I flex my jaw to try and fight off the burst of stars in my eyes, nursing what is likely a concussion. Bad, bad day. I pump the spent shell out and take aim at the second vehicle, of what looks like four. I shoot, pump, shoot, and repeat. They back off just a fraction as slugs wing off their hoods or punch holes through glass. Sometimes through people. But we’ve still got three after us.

“Glove box!” I shout at her, trying desperately to load loose shells in as they roll around. A consequence of her terrifying driving. I hit my head again and spit one more inappropriate word. I should probably try to tone it down, but she’s killed men, today, so I think I’m good.

The grenade lands in my lap and I yelp.

The pin is already out. The spoon pings off when she tosses it.

“Shit, shit, shit, shit!” I shout, hefting it up and out the back window like a shot-put champ. It bounces off the road, hard, and flings up and settles into a shattered portion of windshield. The driver hits the brakes and it comes off the windshield just a fraction of an inch before everything turns upside down.

Fragmentation grenades are not giant fireballs. They go bang, and little pieces of metal go in all sorts of directions. It’s nasty. I keep that as a last resort. Like for this sort of thing.

It goes bang. Along with the driver. His passenger. The engine. And something whizzes by my head and sinks into the remnants of the passenger headrest. It’s about half an inch of steaming metal from the grenade hull.

“Neat.” I manage, swallowing the bile that has been threatening to come out for…since I woke up I guess.

There’s still two of them on us, careening wildly through the streets and drawing all sorts of attention.

“You suck at this,” she says, and I want to say something clever, but I have no time. She snatches the now loaded shotgun out of my lap and hitting the brakes, cranking the wheel to the side and sending us into a spin.

I scream, I’m not ashamed of that, as we turn. And everything goes slow again. She is completely and terrifyingly relaxed about this whole thing, resting the shotgun on the driver’s side door as we spin. She takes a slow, deep breath and fires.

The front tire of the lead SUV explodes under the slug and she keeps at it, pumping round after round out with reality defying speed. The driver loses control and noses into the final SUV, pushing in against the side of the vehicle. They’re going too fast. It happens too fast.

One of them slams into a parked car in a shuddering mess of glass and metal. The other spins out of control and goes into an ass over teakettle flip. It’s really cool right up until it flips into the plate glass front of a laundromat. Then I feel bad.

We sort of just sit there in the street, listening to the hiss of dying cars and the screaming of terrified civilians. I make eye contact and I think my eyes are enormous because she looks confused.


“What the fuck?!” I shout at her. “What…I don’t even…but…how…what the fuck?!”

“Stop cursing.” She shifts into reverse, gets us pointed in the right direction, and we ease out leaving behind a crowd of very scared and confused people. And one very angry laundromat owner.

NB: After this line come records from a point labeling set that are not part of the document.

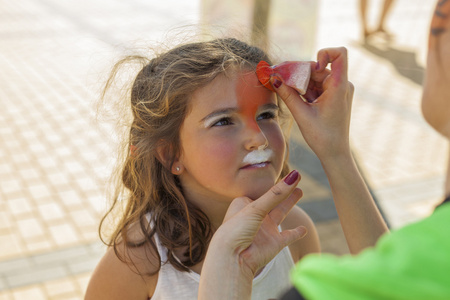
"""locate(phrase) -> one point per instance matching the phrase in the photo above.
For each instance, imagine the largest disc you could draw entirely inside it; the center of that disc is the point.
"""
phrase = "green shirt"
(410, 263)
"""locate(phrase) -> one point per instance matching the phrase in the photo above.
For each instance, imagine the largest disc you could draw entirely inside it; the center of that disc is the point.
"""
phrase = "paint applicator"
(295, 74)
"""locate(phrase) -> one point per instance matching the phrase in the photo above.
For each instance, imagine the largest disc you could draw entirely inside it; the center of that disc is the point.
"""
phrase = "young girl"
(412, 262)
(204, 132)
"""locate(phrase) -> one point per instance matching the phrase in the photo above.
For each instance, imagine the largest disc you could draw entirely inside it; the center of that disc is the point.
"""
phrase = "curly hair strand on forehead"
(159, 102)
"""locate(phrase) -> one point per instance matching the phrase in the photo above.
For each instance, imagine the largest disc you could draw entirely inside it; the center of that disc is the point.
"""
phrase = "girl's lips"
(257, 165)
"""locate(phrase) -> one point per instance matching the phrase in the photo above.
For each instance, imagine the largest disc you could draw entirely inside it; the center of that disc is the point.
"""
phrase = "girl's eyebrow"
(229, 110)
(219, 112)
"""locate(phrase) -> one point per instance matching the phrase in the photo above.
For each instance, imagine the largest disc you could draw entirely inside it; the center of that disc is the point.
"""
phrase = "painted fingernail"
(276, 83)
(291, 178)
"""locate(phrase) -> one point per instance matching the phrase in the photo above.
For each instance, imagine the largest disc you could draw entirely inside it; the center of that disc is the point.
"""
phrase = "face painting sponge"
(295, 74)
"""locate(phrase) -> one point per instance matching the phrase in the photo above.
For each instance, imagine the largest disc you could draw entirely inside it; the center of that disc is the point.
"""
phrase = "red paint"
(263, 71)
(295, 74)
(251, 95)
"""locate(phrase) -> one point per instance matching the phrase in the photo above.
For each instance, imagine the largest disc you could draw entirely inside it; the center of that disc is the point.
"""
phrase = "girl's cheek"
(220, 150)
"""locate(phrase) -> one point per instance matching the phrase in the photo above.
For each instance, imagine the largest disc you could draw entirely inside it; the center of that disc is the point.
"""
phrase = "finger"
(289, 95)
(279, 192)
(440, 22)
(281, 210)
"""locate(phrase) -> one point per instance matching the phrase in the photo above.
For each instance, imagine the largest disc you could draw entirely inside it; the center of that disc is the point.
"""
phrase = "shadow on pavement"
(403, 61)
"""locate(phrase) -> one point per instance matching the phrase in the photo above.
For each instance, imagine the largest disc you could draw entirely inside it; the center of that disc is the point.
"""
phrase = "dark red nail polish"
(317, 66)
(277, 83)
(291, 178)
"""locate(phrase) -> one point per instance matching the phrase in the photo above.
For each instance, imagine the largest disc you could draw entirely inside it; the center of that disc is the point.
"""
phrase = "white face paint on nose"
(258, 156)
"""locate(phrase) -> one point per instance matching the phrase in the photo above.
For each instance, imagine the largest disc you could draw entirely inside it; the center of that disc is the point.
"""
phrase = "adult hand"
(248, 239)
(324, 118)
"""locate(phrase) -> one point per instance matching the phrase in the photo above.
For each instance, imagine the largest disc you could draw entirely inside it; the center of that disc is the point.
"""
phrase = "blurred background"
(56, 156)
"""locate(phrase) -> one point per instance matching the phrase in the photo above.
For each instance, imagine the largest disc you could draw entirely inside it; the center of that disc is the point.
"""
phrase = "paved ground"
(55, 156)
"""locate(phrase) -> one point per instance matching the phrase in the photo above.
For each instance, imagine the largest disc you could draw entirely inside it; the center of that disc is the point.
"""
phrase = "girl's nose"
(255, 138)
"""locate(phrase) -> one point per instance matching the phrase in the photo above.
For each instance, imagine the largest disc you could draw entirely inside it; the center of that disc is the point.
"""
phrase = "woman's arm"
(247, 240)
(324, 123)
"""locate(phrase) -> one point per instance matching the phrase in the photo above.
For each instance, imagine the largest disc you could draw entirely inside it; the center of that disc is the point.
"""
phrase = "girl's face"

“Who are you?” is about the best I can manage. She looks at me in the rear view and points at my chest.

“The girl that saved your life because you tried to save hers.”

I suppose that’s a decent answer. But I have more questions.

“Also, how the f-”

She glares at me. I clear my throat and try again.

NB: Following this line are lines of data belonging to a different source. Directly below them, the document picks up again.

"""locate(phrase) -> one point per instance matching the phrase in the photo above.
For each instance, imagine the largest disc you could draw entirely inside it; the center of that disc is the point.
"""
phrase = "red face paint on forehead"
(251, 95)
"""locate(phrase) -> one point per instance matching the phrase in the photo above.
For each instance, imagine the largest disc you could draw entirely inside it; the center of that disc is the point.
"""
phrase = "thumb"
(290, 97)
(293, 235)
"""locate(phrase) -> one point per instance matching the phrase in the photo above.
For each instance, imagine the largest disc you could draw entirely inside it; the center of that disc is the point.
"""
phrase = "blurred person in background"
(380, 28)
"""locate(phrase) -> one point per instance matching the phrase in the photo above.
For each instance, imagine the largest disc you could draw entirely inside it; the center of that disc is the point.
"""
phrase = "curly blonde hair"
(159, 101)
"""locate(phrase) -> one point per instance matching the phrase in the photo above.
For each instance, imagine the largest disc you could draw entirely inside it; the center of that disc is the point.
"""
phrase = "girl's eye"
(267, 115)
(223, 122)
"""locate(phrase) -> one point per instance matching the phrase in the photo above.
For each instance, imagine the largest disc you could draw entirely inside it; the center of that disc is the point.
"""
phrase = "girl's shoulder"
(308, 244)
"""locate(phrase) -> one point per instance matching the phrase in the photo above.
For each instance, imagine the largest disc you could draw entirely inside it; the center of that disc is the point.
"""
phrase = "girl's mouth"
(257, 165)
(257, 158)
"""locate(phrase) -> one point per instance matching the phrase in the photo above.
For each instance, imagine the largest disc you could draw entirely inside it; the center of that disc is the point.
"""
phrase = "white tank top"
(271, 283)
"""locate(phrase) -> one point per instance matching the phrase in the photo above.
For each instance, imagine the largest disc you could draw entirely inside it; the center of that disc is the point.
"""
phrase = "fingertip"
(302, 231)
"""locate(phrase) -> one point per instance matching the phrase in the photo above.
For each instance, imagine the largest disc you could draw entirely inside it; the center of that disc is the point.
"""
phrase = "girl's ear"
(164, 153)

“-how did…you know…all of that?!”

She shrugs. A less decent answer.

“You’re a killer, right? Do you know a shady doctor that can help with…you know, all that?” She says it while waving her hand at the three bullet holes that shimmer with blood, stopped somehow. I lay back down and give her an address, she seems capable. She can find it.

“Yeah. He’s not going to be happy though.” I mutter.

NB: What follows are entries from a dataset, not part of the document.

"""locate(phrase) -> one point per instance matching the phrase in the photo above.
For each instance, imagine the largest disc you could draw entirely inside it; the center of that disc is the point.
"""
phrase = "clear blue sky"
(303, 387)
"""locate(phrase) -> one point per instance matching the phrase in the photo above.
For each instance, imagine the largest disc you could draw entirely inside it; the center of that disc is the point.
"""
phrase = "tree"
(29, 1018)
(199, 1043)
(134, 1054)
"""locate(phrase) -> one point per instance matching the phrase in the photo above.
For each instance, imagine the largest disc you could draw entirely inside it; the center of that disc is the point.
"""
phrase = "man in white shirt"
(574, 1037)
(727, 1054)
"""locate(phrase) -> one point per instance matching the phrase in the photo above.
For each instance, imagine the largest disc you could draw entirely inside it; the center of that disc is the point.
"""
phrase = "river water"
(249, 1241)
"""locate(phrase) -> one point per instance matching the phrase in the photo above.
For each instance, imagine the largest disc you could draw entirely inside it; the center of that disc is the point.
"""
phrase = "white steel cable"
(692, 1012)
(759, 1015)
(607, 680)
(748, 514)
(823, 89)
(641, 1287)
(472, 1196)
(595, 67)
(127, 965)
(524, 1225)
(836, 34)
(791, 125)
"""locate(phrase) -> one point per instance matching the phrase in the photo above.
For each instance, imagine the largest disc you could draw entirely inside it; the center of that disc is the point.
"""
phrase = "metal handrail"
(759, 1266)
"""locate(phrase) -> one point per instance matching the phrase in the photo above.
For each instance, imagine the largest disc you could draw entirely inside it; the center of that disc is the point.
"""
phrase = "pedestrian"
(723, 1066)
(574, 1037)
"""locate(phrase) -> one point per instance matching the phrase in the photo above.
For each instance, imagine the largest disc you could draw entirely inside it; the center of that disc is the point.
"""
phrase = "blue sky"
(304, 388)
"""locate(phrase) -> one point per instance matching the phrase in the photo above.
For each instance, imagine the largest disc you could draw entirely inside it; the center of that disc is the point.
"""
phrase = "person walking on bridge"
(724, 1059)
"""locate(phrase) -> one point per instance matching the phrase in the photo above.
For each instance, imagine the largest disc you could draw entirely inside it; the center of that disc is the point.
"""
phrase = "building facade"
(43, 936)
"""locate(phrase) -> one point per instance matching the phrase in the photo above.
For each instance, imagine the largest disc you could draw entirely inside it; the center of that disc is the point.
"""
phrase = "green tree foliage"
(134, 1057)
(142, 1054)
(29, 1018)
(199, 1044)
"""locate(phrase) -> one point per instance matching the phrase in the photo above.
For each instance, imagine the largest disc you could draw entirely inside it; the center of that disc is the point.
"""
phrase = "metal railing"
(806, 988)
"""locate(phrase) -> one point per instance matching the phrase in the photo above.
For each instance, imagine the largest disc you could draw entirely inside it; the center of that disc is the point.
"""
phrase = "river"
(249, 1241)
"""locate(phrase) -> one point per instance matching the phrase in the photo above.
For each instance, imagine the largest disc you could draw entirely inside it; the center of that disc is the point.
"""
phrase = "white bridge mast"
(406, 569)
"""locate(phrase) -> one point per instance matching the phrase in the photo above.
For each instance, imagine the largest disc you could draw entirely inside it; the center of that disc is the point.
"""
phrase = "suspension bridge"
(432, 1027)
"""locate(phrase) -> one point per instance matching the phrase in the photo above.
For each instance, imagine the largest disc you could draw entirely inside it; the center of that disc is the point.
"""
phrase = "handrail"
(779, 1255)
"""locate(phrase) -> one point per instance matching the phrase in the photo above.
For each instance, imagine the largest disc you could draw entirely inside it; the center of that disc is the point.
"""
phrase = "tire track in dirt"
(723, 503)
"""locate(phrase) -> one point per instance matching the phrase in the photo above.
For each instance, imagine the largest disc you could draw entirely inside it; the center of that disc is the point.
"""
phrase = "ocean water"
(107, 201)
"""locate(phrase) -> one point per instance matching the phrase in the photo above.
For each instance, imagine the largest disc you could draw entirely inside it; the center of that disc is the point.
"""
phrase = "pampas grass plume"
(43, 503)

I can hear her asking the question without asking it. She wants to know why. Nosy little snot.

“I tried to kill him a few months ago.” I explain it. Best I can on short notice. It’s a long story.

She laughs, a lot. I wait.

“You’re not a very good assassin, are you?” She finally says, when she’s done laughing at my misfortune. I roll my eyes and prod at one of the holes, gently. I don’t want to answer that.

Because no, I am a terrible assassin. And that kind of hurts my professional and personal feelings.